Moreover, many people with psychotic disorders want another option. ‘Being told you have to take tablets for life is disempowering in the extreme,’ one service user told me. Many patients and their relatives sense the impairment the drugs can cause, and are desperate to see if they can do without them.  Some find a sympathetic psychiatrist who is prepared to help them, but many don’t.

This is what a carer wrote a couple of years ago:

 “If someone wants to stop antipsychotics, they are refused help, so it’s very difficult in spite of feeling of unease and worry about antipsychotic. It makes one feel helpless and more vulnerable. I worry about my son. It appears that more help is offered to newly diagnosed patients, but those suffering most are surely those diagnosed many years ago… [who] appear to be written off and expected to continue antipsychotics regardless of problems.”

It was for these reasons that the RADAR study was set up. It is a randomised trial comparing people who have a supported and gradual programme of antipsychotic reduction followed by, with discontinuation if possible, with people who remain on their antipsychotics as per ‘usual care’. The main outcome is social functioning, but relapse rates will also be measured, along with symptom levels, adverse effects, quality of life, ‘recovery’, costs and neuropsychological performance. The main follow-up for the first part of the trial is at 2 years, but I hope to conduct a longer-term follow-up after that. The Dutch study suggests that social outcomes do not improve until longer term follow-up, and that relapse rates may be higher among those who are randomised to reduction for the first 3 years. 

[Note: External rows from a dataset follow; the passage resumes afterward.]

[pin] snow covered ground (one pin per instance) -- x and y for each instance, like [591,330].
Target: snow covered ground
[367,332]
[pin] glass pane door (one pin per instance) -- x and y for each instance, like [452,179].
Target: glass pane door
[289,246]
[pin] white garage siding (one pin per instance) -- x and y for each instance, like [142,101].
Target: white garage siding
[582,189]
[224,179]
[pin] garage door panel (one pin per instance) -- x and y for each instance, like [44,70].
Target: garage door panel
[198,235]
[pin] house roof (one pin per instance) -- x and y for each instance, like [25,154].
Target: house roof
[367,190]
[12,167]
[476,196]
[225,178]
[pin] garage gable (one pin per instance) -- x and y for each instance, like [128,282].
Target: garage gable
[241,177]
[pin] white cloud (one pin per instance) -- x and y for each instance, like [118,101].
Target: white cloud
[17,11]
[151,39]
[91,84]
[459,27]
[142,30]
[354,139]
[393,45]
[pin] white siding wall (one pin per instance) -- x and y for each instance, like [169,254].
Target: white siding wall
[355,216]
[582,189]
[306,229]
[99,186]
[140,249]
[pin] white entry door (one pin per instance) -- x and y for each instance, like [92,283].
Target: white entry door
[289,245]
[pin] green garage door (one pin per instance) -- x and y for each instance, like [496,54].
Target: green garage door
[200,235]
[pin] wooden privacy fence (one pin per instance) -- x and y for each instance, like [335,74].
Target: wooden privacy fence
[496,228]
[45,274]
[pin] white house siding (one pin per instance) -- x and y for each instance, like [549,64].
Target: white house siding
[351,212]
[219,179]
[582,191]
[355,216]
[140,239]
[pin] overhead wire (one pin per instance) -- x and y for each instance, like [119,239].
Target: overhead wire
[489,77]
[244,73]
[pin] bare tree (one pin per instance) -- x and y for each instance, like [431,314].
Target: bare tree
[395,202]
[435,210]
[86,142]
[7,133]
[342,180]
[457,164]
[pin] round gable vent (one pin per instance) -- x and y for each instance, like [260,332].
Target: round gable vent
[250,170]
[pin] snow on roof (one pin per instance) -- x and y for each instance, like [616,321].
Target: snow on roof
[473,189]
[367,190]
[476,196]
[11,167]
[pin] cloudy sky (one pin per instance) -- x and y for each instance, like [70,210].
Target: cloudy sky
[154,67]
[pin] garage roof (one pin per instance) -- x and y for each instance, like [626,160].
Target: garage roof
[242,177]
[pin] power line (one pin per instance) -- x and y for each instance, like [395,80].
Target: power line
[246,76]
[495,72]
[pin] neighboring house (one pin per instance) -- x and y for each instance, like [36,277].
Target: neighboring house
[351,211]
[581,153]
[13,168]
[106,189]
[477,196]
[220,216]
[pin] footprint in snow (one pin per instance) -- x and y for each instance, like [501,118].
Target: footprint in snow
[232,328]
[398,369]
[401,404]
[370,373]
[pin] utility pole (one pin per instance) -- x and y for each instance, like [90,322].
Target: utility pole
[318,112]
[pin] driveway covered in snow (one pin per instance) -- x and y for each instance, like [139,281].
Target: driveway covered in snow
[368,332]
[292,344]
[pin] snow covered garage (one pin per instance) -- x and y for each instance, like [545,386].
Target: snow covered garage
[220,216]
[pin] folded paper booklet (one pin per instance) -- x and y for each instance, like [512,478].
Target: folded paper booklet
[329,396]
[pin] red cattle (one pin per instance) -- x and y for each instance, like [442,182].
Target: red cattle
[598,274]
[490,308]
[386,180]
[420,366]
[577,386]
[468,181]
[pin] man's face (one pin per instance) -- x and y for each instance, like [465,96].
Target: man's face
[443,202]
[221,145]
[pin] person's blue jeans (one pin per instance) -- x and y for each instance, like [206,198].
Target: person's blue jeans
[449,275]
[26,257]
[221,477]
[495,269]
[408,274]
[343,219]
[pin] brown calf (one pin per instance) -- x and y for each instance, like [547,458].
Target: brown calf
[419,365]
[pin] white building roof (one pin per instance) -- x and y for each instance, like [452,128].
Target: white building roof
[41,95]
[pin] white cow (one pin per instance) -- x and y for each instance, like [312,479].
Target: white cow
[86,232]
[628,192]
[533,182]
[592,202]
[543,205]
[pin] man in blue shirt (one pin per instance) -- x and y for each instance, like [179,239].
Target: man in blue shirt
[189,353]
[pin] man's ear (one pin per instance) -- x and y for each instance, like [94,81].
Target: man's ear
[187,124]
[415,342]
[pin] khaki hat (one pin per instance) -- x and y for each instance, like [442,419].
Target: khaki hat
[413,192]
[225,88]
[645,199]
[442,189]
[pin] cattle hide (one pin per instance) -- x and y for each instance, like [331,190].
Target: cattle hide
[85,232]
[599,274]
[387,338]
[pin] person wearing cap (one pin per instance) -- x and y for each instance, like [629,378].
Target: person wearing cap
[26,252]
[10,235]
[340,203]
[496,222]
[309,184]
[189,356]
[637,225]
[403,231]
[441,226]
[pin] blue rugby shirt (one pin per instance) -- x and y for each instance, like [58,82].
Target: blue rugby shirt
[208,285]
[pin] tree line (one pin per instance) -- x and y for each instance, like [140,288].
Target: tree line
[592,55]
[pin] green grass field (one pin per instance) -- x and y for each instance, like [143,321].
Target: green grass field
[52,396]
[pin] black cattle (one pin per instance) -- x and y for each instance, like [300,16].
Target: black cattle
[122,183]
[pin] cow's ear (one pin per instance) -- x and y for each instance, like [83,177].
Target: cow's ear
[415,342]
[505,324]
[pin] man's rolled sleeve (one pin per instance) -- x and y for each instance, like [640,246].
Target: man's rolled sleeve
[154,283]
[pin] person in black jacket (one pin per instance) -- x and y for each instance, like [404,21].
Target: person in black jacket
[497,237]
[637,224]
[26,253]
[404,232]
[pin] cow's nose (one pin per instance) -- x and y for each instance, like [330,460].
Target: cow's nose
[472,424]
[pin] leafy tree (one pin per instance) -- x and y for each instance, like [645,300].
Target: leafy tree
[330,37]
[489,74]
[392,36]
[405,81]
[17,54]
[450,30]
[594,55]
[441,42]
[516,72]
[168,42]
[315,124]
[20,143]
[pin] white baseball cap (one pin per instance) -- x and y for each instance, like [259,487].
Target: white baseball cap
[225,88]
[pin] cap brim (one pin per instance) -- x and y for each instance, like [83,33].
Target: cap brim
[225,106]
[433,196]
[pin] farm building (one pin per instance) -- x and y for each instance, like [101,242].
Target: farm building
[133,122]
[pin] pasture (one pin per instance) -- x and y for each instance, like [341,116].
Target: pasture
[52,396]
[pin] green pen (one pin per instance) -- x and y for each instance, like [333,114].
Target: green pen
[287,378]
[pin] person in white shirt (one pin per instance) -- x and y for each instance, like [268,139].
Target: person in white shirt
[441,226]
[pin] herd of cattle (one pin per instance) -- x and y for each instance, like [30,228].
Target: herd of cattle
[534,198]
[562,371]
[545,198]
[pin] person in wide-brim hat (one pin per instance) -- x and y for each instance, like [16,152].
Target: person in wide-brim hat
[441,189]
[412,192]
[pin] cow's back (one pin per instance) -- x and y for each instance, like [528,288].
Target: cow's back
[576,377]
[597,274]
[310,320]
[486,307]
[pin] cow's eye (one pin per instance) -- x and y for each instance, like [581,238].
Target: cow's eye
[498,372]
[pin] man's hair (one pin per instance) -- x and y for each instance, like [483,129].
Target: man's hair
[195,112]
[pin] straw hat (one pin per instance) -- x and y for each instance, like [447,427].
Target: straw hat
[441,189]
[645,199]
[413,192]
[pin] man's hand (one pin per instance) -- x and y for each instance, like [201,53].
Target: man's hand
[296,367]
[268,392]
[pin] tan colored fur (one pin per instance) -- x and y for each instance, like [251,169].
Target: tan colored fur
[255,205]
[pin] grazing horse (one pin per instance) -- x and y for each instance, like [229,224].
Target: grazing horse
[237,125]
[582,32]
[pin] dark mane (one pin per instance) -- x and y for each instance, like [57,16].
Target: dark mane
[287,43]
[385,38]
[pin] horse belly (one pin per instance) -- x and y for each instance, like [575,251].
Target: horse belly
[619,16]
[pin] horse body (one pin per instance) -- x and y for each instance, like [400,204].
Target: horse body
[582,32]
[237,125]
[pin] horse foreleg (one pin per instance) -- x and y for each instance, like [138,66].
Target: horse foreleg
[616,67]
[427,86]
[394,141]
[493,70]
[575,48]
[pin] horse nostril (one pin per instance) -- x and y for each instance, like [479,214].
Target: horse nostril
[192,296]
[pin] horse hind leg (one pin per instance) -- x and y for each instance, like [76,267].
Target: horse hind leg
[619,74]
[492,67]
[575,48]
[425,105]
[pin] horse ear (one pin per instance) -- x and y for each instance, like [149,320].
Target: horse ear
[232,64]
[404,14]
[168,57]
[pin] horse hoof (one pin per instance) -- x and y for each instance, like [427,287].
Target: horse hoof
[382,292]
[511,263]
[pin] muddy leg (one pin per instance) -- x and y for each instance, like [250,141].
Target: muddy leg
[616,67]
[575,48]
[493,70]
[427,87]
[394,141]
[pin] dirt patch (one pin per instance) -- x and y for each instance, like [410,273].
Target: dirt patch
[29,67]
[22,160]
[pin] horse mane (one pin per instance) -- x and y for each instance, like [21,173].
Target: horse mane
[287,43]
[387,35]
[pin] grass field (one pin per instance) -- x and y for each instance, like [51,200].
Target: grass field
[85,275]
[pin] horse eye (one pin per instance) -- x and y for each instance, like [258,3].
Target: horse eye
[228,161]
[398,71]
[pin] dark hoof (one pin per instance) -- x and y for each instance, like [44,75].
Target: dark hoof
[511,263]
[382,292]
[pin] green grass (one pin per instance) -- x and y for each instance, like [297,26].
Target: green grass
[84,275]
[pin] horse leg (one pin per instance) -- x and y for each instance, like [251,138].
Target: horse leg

The study is funded by the National Institute for Health Research (NIHR), the research funding arm of the UK’s National Health Service. It is supported by a team of highly experienced researchers, including some well-known and eminent UK psychiatrists, all of whom are fully committed to the need for further evidence. There is also a dedicated group of service users and carers with experience of the effects of antipsychotic medication who are supporting the project. 

Several similar studies are currently taking place in other countries involving people with a first episode of psychosis, including the HAMLETT trial in the Netherlands, the Reduce trial in Australia and TAILOR study in Denmark.  

The RADAR trial has now finished recruitment, with 253 people successfully recruited and randomised to antipsychotic reduction or maintenance treatment. The antipsychotic reduction programme is being implemented, and people are gradually finishing the two-year follow-up assessments. The final two-year follow-up is scheduled for January 2022, and results will be available after that. 

As well as the 253 people who have entered the study, and the management group, a huge number of clinicians, patients and carers have helped support the study. Although it has had its critics, the fact that so many have welcomed the research, and that similar studies are taking place worldwide, is a good sign that attitudes to long-term treatment may be changing, and that clinicians are increasingly willing provide people with more choice over their treatment.